En una recepción una señorita sentía una molestia en un costado, disimulaba, se llevaba la mano ahí donde sentía la molestia porque estaba en un elegantísimo salón. Después de un tiempo, fue tal el dolor, que solicitó ir a otra habitación y sacándose el cinturón, con horror le saltó fuera un animalito que la roía. El alma ante la luz de Dios, ve todo el horror de aquellas acciones que en la vida le parecieron insignificantes, y con el dolor y confusión se da cuenta que sus faltas no eran pequeñas. Sino roedores de la conciencia.

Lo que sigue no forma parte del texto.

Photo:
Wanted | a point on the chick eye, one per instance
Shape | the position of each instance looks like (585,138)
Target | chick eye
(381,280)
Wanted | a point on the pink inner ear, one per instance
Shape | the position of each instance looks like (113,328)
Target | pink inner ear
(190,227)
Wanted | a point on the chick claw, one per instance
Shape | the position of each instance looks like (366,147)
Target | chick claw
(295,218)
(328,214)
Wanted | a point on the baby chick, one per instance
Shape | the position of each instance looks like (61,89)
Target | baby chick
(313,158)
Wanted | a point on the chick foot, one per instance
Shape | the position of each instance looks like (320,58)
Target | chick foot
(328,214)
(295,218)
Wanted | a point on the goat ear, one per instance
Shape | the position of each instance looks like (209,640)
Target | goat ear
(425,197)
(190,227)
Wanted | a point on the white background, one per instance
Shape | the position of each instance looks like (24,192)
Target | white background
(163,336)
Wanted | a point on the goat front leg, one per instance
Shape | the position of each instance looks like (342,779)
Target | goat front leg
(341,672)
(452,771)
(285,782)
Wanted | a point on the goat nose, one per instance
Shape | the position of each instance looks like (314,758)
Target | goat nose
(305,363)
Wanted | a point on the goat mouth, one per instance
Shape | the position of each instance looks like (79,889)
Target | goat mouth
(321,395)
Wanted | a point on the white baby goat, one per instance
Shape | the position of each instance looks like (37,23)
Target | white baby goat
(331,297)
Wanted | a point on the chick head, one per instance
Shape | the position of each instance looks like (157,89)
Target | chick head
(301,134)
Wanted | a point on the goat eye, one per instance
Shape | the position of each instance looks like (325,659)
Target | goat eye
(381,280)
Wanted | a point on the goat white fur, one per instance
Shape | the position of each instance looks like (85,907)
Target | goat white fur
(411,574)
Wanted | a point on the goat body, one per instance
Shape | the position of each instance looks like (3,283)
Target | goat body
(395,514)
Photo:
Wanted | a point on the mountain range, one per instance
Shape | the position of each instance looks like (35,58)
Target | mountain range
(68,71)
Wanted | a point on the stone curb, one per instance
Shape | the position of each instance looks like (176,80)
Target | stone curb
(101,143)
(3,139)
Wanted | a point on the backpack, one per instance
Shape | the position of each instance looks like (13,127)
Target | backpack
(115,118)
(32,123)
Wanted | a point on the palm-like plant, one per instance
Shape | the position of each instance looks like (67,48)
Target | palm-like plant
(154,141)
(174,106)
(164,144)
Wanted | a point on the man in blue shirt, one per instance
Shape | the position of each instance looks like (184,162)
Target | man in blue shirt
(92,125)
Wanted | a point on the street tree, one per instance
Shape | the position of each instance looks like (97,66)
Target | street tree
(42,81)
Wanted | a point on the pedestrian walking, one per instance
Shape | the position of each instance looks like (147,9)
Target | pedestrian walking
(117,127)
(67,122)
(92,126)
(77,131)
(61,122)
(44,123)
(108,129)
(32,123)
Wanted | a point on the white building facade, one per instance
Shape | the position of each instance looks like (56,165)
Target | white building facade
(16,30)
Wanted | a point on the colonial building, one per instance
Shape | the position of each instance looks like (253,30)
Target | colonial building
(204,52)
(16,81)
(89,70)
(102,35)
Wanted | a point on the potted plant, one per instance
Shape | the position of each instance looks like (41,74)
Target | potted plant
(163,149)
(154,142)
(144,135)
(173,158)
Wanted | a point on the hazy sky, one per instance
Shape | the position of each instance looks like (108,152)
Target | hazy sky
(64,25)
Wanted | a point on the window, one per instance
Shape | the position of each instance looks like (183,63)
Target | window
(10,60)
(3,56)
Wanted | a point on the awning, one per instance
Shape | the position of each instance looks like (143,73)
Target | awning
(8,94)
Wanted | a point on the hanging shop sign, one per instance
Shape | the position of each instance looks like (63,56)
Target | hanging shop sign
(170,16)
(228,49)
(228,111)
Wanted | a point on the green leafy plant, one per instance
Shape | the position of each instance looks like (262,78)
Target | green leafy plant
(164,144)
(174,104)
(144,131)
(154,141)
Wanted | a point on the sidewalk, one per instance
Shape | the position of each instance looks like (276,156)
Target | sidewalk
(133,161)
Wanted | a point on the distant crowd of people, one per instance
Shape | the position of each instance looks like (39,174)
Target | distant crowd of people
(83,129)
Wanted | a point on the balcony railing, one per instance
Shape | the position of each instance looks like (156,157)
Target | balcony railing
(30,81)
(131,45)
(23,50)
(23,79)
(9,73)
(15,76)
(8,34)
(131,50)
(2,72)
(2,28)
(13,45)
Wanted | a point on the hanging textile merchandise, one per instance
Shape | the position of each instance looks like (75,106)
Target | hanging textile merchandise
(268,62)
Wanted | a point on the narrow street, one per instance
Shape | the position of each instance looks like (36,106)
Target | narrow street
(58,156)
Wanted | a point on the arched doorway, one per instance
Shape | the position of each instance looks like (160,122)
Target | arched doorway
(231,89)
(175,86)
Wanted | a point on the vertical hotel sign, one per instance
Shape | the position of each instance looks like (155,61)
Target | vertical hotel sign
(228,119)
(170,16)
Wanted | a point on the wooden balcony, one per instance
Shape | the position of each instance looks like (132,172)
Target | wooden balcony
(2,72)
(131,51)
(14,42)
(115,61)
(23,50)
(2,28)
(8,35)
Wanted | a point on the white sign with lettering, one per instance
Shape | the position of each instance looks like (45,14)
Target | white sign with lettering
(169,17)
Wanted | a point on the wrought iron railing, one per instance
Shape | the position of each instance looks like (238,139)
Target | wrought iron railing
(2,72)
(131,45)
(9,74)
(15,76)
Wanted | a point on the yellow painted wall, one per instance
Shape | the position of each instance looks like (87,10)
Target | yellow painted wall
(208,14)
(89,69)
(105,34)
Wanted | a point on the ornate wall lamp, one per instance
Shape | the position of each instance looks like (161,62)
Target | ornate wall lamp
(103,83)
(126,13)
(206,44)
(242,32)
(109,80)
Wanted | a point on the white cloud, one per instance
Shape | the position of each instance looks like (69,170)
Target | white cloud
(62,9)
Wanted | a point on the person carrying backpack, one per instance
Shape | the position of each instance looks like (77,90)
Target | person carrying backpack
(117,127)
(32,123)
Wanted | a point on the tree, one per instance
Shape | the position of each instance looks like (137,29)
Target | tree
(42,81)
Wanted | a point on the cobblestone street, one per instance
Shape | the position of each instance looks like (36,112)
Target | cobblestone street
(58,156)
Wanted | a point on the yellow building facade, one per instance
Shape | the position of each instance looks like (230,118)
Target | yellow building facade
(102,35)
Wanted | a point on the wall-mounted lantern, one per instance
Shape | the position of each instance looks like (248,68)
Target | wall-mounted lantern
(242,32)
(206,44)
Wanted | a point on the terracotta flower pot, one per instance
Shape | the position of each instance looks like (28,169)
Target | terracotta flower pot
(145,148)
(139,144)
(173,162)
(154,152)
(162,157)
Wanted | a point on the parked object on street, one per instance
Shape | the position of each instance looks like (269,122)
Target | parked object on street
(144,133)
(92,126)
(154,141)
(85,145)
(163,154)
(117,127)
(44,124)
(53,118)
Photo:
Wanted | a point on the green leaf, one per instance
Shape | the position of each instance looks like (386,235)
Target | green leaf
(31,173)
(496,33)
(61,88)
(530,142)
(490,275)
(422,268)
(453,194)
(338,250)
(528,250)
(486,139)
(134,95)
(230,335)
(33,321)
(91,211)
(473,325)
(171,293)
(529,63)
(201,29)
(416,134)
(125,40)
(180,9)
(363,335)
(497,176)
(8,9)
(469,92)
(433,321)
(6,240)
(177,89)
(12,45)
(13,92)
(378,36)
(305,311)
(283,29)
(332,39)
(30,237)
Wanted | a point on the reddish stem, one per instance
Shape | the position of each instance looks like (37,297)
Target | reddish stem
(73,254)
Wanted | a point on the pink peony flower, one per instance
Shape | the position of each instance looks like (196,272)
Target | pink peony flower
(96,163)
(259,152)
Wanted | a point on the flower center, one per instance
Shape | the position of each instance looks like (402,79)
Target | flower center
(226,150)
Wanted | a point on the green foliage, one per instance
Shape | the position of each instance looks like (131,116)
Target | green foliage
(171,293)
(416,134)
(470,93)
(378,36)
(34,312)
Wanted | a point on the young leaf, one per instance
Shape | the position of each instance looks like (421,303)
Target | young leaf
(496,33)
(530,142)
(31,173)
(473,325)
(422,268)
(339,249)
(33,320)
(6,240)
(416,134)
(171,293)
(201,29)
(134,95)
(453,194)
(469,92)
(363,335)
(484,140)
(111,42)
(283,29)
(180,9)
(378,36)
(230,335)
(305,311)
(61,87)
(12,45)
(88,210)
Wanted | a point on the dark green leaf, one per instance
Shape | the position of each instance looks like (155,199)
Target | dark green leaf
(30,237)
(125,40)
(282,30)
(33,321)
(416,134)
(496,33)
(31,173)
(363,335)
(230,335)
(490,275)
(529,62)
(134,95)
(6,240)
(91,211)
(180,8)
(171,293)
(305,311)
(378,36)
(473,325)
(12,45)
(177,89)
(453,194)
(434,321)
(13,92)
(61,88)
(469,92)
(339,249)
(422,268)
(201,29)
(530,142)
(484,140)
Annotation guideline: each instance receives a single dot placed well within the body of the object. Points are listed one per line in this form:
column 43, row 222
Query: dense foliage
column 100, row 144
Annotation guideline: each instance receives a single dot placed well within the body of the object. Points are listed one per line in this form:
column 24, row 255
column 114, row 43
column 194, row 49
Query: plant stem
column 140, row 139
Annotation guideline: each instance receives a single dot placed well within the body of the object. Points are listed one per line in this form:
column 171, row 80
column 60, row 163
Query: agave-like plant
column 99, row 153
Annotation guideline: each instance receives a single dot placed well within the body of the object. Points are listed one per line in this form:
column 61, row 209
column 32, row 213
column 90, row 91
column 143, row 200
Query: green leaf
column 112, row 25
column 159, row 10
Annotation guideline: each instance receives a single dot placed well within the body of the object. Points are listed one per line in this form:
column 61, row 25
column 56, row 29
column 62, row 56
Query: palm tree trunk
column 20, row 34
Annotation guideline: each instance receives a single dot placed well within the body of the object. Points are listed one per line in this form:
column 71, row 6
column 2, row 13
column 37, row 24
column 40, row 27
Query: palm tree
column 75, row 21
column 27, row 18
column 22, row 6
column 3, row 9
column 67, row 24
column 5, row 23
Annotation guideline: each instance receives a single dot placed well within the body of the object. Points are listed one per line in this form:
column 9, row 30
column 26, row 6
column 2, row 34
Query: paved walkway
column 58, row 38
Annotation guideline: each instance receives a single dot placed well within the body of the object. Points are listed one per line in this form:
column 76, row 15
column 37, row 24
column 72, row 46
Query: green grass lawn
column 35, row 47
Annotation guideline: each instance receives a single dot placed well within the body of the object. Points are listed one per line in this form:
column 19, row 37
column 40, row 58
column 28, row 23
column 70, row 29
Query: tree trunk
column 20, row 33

Este apartarse de la fiesta del cielo causa un particular dolor, por el mismo estado de gracia en el cual el alma se encuentra. Pareciera una paradoja, sin embargo es así.


El condenado y el alma purgante

El condenado, al pasar a la vida eterna, se encuentra en un estado de extrema miseria, y por la pérdida de la gracia de Dios, no sólo no tiene ímpetu de amor hacia Él, como lo tiene el alma salvada, sino que le odia, y le rehúye. Es terrible, sin duda, pero es un estado que el alma condenada no quiere cambiar, aunque pudiera, aunque la misericordia divina lo quiera. El alma condenada está en estado de condenación, tiene también una libertad en aquel estado, y es la libertad de odiar y hacer el mal, pena espantosa del abuso de la libertad hecho en vida, y no de la inexorabilidad de la justicia de Dios. Por aquel fenómeno físico que se llama inercia, así las culpas y las degradaciones de la vida del condenado, continúan por inercia en el Infierno, sin esperanza de cambio, porque llega a ser el estado del pecador. El alma que purga fuera del cuerpo no está fijada en un estado, sino es todavía peregrina, porque está en gracia, tiende a Dios con inmenso amor, y no puede todavía reunírsele. Por esto, de todas las revelaciones de las almas que purgan, se sabe que sus purificaciones son contabilizadas sobre nuestro tiempo: diez, veinte, cien años. El condenado es como un cuerpo pesado que cae en el eterno abismo y allí está; el alma que purga es como un cohete que tiende todavía a subir, pero que permanece en la atmósfera subiendo a lo alto. Ella está capacitada sólo para el dolor, porque sólo él puede reparar sus culpas, y sus abrazos de amor se vuelven fuego ardiente, pena y remordimiento de amor, que le hace mirar como favor el poderse purificar. El muerto está muerto, y no aspira por así decirlo, a la vida sino a la putrefacción: esto es el condenado. El enfermo aspira a la salud, se somete a penosas curas, y las sufre voluntariamente, aunque lamentándose, y pide ayuda para aliviarse. Esta es el alma que purga, es una enferma. Sus medicinas atormentadoras son la purificación en el fuego, en la angustia de la lejanía de Dios, y en los tormentos particulares por cada culpa particular. Para un enfermo del cuerpo, son de ayuda las anestesias, los calmantes, y las amorosas curas de quién lo asiste; para el alma que purga, los sufragios, plegarias y sacrificios que por ella se ofrecen, son su alivio.